The column is at: http://www.straightdope.com/mailbag/mgattaca.html
I’m a lawyer, not a statistician, so someone may need to correct me, but the probability calculation in the column struck me as a bit off. The column noted that the chance of a random 7 letter sequence being GATTACA, where the letters G, A, T and C are the only letters available, would be 1 in 16,384 (1/4 to the seventh power).
The column then notes that there are about 3 billion nucleic acids in the human genome. Where I think the column may be wrong is in its assertion that this means that there are therefore about 400 million seven letter sequences available (presumably obtained by dividing 3 billion by seven).
I think this underestimates the number of available sequences. The string GATTACA could appear in slots 1-7, or in slots 2-8, 3-9, and so on. This would mean that there are actually about 3 billion minus six sequences available.

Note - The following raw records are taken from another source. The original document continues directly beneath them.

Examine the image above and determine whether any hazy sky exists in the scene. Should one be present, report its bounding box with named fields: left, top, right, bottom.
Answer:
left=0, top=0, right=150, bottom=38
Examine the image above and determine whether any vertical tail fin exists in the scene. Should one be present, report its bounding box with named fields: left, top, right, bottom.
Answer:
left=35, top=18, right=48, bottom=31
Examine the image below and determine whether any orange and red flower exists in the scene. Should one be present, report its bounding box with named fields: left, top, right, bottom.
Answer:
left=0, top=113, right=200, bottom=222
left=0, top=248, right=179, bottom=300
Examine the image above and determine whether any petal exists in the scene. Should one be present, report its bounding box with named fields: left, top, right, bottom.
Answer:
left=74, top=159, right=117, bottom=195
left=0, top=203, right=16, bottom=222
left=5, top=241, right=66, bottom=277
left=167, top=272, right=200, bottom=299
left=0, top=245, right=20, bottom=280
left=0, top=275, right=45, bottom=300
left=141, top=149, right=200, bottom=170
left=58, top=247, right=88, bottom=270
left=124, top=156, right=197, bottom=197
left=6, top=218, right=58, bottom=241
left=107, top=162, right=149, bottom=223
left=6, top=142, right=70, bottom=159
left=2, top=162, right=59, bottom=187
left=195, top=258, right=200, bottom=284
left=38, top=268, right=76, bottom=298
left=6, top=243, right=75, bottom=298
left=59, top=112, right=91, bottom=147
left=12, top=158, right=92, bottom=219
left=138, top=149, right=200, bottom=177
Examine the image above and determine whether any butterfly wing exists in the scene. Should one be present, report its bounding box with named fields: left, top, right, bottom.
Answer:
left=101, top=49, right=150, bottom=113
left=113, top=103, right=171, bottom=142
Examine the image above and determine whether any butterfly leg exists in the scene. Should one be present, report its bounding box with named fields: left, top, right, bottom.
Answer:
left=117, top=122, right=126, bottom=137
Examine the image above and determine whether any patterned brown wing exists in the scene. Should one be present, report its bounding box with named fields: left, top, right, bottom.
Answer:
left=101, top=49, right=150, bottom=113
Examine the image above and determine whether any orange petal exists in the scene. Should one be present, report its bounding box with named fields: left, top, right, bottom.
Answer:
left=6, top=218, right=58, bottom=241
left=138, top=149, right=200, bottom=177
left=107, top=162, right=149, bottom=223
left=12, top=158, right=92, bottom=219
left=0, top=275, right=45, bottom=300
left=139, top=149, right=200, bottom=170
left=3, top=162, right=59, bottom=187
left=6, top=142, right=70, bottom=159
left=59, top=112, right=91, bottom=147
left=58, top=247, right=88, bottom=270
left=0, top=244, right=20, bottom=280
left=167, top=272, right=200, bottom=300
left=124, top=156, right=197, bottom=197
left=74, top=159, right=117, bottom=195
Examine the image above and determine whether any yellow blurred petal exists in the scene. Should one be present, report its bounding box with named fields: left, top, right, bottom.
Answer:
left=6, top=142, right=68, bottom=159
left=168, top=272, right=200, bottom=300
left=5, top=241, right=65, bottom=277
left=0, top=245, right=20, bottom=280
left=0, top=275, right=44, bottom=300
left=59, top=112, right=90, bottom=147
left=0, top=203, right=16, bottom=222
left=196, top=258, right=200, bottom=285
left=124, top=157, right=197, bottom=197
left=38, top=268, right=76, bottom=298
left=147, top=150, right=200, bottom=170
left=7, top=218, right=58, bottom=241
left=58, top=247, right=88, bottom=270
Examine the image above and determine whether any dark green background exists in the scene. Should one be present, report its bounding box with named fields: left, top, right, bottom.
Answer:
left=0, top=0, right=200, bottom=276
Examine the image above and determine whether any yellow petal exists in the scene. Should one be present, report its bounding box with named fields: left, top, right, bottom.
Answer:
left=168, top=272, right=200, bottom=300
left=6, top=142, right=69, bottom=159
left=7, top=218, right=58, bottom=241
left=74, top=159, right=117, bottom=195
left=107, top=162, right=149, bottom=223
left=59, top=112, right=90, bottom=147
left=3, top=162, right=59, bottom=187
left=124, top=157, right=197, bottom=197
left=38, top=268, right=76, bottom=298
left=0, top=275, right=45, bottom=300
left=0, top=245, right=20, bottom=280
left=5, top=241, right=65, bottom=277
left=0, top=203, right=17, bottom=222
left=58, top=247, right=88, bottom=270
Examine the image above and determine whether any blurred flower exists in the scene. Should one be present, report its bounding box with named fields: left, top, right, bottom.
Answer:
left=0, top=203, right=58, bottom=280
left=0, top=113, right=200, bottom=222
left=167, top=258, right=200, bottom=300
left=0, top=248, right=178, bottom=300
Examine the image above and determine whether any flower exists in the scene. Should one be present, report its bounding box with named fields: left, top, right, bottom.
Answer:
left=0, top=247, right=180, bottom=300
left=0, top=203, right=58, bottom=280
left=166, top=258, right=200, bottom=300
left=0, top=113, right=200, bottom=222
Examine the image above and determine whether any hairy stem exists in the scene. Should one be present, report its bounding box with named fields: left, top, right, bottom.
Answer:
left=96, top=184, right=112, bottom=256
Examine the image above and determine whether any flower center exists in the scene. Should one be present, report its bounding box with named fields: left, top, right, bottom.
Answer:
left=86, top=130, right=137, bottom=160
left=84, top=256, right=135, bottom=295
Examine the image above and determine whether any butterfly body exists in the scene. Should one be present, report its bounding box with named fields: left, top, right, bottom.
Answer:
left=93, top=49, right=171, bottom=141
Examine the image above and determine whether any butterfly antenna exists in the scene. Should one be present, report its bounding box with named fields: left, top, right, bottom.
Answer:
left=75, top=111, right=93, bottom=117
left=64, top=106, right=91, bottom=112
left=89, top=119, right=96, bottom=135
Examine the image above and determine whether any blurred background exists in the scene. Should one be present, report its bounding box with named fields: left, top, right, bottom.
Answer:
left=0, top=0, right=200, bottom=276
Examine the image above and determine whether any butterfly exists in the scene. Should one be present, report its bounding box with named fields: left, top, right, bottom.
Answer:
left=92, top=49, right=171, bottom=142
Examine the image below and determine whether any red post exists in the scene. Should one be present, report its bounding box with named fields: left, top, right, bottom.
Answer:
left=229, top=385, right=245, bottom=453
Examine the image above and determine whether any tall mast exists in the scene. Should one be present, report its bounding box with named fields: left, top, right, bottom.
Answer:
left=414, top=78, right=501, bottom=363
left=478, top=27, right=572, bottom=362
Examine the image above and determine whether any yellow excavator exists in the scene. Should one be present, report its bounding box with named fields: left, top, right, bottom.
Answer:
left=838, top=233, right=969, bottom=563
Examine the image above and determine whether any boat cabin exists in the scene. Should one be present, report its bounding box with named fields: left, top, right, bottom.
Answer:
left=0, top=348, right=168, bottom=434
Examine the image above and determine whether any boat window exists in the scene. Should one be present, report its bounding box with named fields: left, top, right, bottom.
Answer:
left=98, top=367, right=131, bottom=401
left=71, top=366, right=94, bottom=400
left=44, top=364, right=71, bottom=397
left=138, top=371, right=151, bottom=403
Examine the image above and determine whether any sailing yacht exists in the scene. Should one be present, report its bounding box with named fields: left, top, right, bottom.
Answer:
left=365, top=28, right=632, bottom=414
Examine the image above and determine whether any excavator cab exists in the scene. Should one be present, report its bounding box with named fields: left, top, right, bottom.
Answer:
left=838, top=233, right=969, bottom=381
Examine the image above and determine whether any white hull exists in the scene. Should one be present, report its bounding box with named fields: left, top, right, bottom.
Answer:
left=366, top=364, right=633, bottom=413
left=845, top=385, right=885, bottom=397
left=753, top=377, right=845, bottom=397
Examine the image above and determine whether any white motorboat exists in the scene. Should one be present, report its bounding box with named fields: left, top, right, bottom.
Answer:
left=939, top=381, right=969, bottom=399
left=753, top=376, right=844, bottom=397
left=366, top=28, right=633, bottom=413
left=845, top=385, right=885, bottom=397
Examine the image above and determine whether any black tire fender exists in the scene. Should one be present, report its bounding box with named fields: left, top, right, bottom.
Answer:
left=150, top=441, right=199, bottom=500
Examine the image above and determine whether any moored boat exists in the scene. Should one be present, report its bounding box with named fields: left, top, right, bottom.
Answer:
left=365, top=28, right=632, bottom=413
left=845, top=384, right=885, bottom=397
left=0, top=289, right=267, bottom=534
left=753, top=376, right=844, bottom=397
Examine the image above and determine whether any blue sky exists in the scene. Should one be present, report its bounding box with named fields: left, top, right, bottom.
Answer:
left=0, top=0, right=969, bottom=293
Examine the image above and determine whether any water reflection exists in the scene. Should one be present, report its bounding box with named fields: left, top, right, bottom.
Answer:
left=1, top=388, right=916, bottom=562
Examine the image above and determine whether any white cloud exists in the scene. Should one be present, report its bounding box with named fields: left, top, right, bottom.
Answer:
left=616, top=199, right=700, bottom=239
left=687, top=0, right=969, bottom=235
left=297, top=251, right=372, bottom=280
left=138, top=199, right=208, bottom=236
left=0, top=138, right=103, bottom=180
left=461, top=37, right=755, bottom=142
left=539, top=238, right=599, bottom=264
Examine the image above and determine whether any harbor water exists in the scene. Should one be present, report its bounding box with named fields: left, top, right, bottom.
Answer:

However, this would suggest that the string GATTACA should appear in the human genome approximately 183,000 times, which appears to be in conflict with the search results in the column, indicating that the sequence appeared 92,000 times. The search apparently went beyond the human genome, so the number 92,000 overstates the number in the human genome by at least four–the three fruit fly and one e. coli–and likely overstates the actual number by even more. This could be consistent with the 26,000 occurences predicted in the column, while the only way to reconcile the search with my estimate would be if only half or less of the human genome was included in the databases searched.
Of course, trying to statistically predict the number of occurences (however calculated) requires us to assume that each of the four letters is equally likely to occur in any given slot and that the identity of any given slot does not affect the likelihood that another letter would appear close to it. I’d still be interested to hear from a math person if my layman’s instincts on this are correct, though.